Abstract:
Current systems for delivering therapeutic
genes to tumours suffer from a number of serious deficiences, most
notably a lack of specificity for cancer cells. Here we propose
an innovative solution to the problem based on the use of the spores
of a harmless, nonpathogenic Clostridium species. Intravenously
injected clostridial spores localise to, and exclusively germinate
in, the hypoxic regions of solid tumours.
The spores are incapable of germinating in healthy
tissue. We will engineer this harmless organism such that it produces
a variety of prodrug converting enzymes and assess their anti-tumour
effects in a rat tumour model. New, more efficient enzymes and prodrugs
will be developed. The clostridial host will be further disabled
through defined proprietary to improve its biosafety.
Objectives:
It is the objective of this project
to develop a new and safe therapy for treating solid tumours based
on a tumour-specific clostridial delivery vehicle. The organism
to be used will be Clostridium spp., which is entirely non-pathogenic
to man. Using rhabdomyosarcoma-bearing rats as the in vivo model,
this organism will be used to deliver the two classes of prodrug
converting enzymes, and their effects on tumour growth assessed
following prodrug administration. To increase the system's effectiveness,
new enzymes and prodrugs with improved characteristics will be developed.

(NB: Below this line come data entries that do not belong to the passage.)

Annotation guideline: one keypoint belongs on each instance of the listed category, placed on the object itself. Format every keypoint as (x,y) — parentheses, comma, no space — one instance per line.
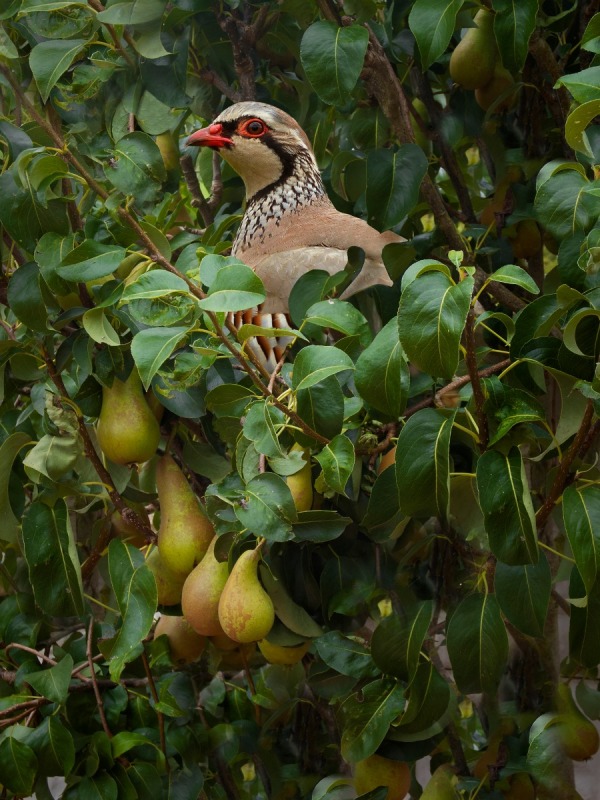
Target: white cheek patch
(255,161)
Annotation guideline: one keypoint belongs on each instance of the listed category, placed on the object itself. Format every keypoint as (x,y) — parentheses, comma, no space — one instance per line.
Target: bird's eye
(254,127)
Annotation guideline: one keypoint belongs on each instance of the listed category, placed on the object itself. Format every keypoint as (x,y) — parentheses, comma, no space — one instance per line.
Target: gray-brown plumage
(289,226)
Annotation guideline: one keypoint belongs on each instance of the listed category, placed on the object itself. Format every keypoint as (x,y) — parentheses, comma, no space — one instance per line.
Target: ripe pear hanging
(201,592)
(246,611)
(127,430)
(185,531)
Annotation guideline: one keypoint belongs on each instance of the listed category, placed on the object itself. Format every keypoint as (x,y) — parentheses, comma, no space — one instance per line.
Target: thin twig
(562,476)
(159,714)
(478,396)
(94,680)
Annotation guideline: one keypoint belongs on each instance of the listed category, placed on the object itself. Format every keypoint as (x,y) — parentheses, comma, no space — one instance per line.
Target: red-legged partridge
(290,226)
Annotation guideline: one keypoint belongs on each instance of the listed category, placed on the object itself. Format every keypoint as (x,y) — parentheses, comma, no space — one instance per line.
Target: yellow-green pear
(127,429)
(185,531)
(473,59)
(201,592)
(577,734)
(377,771)
(169,584)
(185,644)
(246,611)
(300,483)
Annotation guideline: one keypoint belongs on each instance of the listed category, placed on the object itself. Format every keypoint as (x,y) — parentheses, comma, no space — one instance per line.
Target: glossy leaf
(422,464)
(315,363)
(332,57)
(523,593)
(366,717)
(234,288)
(581,515)
(337,461)
(267,507)
(51,556)
(150,348)
(432,23)
(53,683)
(51,59)
(477,644)
(397,641)
(393,183)
(431,318)
(514,22)
(19,766)
(135,594)
(382,377)
(507,508)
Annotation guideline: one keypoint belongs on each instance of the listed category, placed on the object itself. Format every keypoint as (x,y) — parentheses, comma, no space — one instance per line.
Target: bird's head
(262,143)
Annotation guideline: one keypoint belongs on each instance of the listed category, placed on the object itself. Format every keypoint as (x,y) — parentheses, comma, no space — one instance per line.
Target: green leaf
(584,85)
(366,717)
(135,592)
(317,362)
(91,260)
(154,284)
(393,183)
(341,316)
(51,555)
(97,325)
(382,377)
(584,642)
(8,452)
(53,746)
(506,504)
(561,203)
(267,508)
(235,288)
(577,121)
(477,644)
(431,318)
(337,462)
(581,515)
(332,58)
(345,655)
(423,464)
(523,593)
(514,22)
(322,407)
(53,683)
(397,642)
(290,613)
(51,59)
(137,168)
(432,23)
(319,525)
(259,426)
(132,12)
(150,348)
(18,766)
(513,274)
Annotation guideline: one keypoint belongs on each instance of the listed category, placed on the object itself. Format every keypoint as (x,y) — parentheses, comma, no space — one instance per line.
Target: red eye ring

A non-invasive procedure will be developed to monitor tumour colonisation.
To enhance the safety of the system, further defined alteration
will be made to disable the host system employed.
Description of the Work:
The organism to be employed is a harmless,
industrial Clostridium spp.
During reproduction it colonises tumours, where
it achieves high cell numbers, and is readily amenable to genetic
modification. Two types of therapeutic enzymes will be delivered
which are able to turnover innocuous circulatory prodrugs into highly
toxic species. To maximise their affects, new more potent prodrugs
will be synthesised.
The expression and secretion of enzymes will be
optimised, through the analysis and eventually deployment of different
promoters, signal peptides and vectors.
The therapeutic effect of these derivatised strains
on tumours will be evaluated in vivo using an appropriate animal
model.
For proof of principal studies, initial strains
will carry the genes on the systems currently available. In the
final strains, new strategies will be employed to maximise segregational
stability, and defined alterations made to the host genotype to
disable the strain and enhance biosafety.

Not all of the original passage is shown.